Deployment operations with git workflow execution and automated deployment monitoring.

AWS Profile Selection

IMPORTANT: AWS CLI commands must use the correct profile based on the target environment:

  • Staging deployments: Use --profile staging when working with the staging branch
  • Production deployments: Use --profile prod when working with the prod branch
  • Default: If no branch/environment is specified, use --profile staging

Examples:

# Deploying to staging
git push origin staging
aws codepipeline get-pipeline-state --name devops-{{REPOSITORY_NAME}}-staging --profile staging --region us-east-1

# Deploying to production
git push origin prod
aws codepipeline get-pipeline-state --name devops-{{REPOSITORY_NAME}}-prod --profile prod --region us-east-1

⚠️ Pre-Flight Safety Checks

CRITICAL: Before ANY file modification operation, verify your workspace location to prevent accidentally modifying root repository files.

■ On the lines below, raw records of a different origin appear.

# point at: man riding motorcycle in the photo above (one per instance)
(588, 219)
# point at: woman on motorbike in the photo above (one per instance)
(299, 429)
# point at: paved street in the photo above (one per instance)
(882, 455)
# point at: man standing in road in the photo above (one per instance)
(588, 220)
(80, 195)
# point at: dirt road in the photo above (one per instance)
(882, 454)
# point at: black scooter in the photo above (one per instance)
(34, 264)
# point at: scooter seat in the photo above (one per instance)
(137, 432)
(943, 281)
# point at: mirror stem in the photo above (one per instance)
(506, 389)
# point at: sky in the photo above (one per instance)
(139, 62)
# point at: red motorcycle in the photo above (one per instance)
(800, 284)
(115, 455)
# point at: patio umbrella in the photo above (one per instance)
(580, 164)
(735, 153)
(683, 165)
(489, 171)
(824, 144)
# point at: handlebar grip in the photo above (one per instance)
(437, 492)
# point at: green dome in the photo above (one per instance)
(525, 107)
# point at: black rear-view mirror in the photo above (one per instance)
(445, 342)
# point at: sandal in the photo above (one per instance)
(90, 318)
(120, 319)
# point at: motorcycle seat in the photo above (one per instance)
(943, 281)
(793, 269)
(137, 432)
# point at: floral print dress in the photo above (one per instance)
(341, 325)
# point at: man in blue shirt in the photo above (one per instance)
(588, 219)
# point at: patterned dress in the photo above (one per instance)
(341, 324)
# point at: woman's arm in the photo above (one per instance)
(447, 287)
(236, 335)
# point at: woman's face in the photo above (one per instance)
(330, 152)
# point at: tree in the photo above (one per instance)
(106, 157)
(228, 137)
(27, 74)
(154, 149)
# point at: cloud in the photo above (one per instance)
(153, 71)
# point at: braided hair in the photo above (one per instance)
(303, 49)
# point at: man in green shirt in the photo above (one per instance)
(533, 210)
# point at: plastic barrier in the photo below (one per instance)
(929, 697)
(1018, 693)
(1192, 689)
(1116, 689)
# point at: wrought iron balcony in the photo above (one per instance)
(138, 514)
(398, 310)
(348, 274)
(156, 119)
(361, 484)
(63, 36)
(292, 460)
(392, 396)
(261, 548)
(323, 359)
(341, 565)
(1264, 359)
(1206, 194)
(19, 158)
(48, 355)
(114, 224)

Workspace Verification Commands

Run these commands before modifying files:

# Check if you're in a worktree
pwd | grep -q "\.trees/" && echo "✓ In worktree" || echo "⚠️ In root repository"

# Get current working directory
CURRENT_DIR=$(pwd)
echo "Working in: $CURRENT_DIR"

# If in worktree, extract branch name
if [[ "$CURRENT_DIR" =~ \.trees/([^/]+) ]]; then
    WORKTREE_BRANCH="${BASH_REMATCH[1]}"
    echo "Worktree branch: $WORKTREE_BRANCH"
fi

Safety Rules

  1. If in a worktree (.trees/*/):

    • ONLY modify files within the worktree directory
    • ✅ All file paths should be relative to the worktree root
    • NEVER modify files in ../../ (root repository)
    • NEVER use absolute paths to root repository files
  2. If in root repository:

    • ⚠️ Be aware that changes affect ALL worktrees
    • ✅ Safe operations: creating worktrees, merging worktrees, configuration changes
    • ⚠️ Risky operations: modifying source code (should be done in worktrees)
  3. Before any Edit or Write tool usage:

    • Verify the file path is within your current workspace
    • Confirm with user if you need to modify root repository files from a worktree

Quick Verification

# Verify file is in current workspace
FILE_PATH="path/to/file"
[[ "$FILE_PATH" != *".."* ]] && echo "✓ Safe path" || echo "⚠️ Path escapes workspace"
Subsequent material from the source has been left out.